TAC TON Bridge Exploit: $2.85M Recovered, Users Fully Compensated
TAC says it recovered most funds stolen in a $2.85 million TON bridge exploit on May 11. In a post-mortem report, TAC states the attacker bypassed the bridge’s code hash verification by deploying a counterfeit contract that mimicked a legitimate jetton wallet. This allowed the bridge to treat fake USDT deposits as valid, issuing uncollateralized assets on TAC’s side while draining locked assets on TON.
TAC added that the stolen funds were quickly moved across multiple chains using LayerZero interoperability, complicating recovery. Security firm Hypernative reportedly detected the breach early, but initial recovery attempts failed.
On compensation, TAC says it recovered the majority of the losses through negotiations with involved parties. To ensure no user bears damage, it will use its foundation treasury to cover any remaining shortfall, guaranteeing full user reimbursement.
TAC also paused the bridge’s sequencer after the TON bridge exploit. The team plans to gradually reactivate it only after external audits and peer reviews.
For traders, this TON bridge exploit has a clear implication: cross-chain bridge verification methods (like code hash checks) can be bypassed by look-alike contracts. While the immediate outcome is positive for users, the incident reinforces ongoing DeFi security risk and the need to watch bridge activity and settlement health closely.
Neutral
This is mixed news for markets. On one hand, the TON bridge exploit ended with TAC recovering most funds and committing to full user compensation via its foundation treasury. That reduces immediate counterparty risk and can limit negative spillover into DeFi users’ sentiment.
On the other hand, the technical details show a structural vulnerability in cross-chain bridge verification—code hash checks were not enough against look-alike contracts.

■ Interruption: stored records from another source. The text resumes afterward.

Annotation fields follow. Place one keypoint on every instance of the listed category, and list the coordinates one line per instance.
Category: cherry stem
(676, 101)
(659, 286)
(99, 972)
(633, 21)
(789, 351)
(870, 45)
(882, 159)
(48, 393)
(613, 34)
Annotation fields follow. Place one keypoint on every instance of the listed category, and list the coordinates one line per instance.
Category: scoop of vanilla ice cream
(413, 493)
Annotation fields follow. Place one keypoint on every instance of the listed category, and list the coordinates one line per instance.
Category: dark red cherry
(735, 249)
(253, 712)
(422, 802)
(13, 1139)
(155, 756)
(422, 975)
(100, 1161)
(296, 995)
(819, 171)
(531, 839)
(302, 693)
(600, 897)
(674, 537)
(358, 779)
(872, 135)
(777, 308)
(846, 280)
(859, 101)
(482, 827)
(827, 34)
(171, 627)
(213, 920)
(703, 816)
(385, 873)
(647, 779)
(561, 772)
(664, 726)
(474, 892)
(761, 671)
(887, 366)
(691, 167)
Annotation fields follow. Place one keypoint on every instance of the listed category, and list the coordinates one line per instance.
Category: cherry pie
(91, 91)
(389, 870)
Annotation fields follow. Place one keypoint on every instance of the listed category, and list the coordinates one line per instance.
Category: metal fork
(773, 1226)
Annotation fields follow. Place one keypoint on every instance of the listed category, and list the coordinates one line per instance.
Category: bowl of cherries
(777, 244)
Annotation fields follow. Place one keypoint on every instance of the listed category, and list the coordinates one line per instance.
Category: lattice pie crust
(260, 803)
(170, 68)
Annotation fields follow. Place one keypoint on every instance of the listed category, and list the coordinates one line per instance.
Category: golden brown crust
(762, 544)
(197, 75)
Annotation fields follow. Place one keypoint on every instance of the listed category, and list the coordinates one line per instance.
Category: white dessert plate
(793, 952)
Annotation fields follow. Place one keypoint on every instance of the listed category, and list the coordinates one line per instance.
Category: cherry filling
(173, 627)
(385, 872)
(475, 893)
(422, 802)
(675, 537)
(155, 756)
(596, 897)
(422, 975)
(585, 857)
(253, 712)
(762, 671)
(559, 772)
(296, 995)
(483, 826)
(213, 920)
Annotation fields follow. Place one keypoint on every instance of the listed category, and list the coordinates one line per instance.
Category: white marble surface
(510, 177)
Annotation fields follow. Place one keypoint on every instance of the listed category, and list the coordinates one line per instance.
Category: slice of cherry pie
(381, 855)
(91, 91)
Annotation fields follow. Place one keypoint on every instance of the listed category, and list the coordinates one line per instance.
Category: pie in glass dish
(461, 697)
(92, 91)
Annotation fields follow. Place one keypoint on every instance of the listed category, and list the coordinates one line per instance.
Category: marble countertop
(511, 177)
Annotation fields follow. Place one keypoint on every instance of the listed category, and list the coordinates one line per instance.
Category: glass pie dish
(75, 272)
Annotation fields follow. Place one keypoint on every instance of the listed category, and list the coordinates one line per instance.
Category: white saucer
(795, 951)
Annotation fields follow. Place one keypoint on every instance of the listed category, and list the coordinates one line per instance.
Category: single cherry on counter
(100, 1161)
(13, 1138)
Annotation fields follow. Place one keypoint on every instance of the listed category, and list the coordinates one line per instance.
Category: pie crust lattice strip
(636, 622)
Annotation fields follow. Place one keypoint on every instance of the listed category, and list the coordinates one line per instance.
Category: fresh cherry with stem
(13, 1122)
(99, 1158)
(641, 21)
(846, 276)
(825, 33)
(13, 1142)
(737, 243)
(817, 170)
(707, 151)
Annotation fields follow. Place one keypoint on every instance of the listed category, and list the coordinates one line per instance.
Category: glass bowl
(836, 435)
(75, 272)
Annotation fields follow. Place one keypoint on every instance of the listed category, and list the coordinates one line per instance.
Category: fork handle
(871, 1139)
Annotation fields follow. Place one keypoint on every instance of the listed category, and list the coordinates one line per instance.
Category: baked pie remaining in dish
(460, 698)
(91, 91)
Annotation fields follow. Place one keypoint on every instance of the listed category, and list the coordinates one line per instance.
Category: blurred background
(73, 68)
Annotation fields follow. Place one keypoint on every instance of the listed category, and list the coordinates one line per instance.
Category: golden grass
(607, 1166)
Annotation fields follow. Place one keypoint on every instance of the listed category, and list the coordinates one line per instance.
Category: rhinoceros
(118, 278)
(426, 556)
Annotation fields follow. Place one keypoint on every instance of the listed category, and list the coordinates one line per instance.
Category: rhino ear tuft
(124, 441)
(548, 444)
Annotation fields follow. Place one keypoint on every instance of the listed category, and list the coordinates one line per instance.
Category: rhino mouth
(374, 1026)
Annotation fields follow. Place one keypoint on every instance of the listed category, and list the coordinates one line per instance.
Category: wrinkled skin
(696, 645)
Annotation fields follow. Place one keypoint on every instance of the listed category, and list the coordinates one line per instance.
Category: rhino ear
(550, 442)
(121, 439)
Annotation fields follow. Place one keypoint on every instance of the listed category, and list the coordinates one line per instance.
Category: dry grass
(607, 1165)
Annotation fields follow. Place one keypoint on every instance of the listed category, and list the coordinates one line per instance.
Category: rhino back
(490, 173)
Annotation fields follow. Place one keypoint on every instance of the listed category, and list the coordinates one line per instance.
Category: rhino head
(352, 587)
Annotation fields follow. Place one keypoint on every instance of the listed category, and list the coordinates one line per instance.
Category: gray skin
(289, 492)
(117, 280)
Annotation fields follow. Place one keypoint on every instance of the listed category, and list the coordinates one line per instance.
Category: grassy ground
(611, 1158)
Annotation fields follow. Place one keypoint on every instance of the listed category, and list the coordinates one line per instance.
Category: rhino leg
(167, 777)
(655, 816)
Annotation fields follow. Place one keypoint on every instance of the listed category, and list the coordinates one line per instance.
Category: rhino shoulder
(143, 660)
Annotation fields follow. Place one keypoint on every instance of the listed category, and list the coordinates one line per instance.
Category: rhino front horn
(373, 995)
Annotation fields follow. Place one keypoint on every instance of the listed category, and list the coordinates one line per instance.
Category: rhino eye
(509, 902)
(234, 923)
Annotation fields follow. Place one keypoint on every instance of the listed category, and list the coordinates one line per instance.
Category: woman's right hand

Similar bridge failures in past cycles (where assets were issued without proper collateral, then laundered through interoperability) often trigger short-term risk-off behavior for bridge tokens, higher scrutiny from auditors, and temporarily lower capital allocation to cross-chain projects.
In the short term, traders may watch for any residual “bridge downtime” effects and renewed protocol announcements around audits. In the long term, if TAC’s external reviews and sequencer reactivation restore confidence, the market impact could fade. Overall, because the outcome is user-protective but the exploit highlights ongoing systemic bridge risk, the expected market impact is neutral rather than bullish or bearish.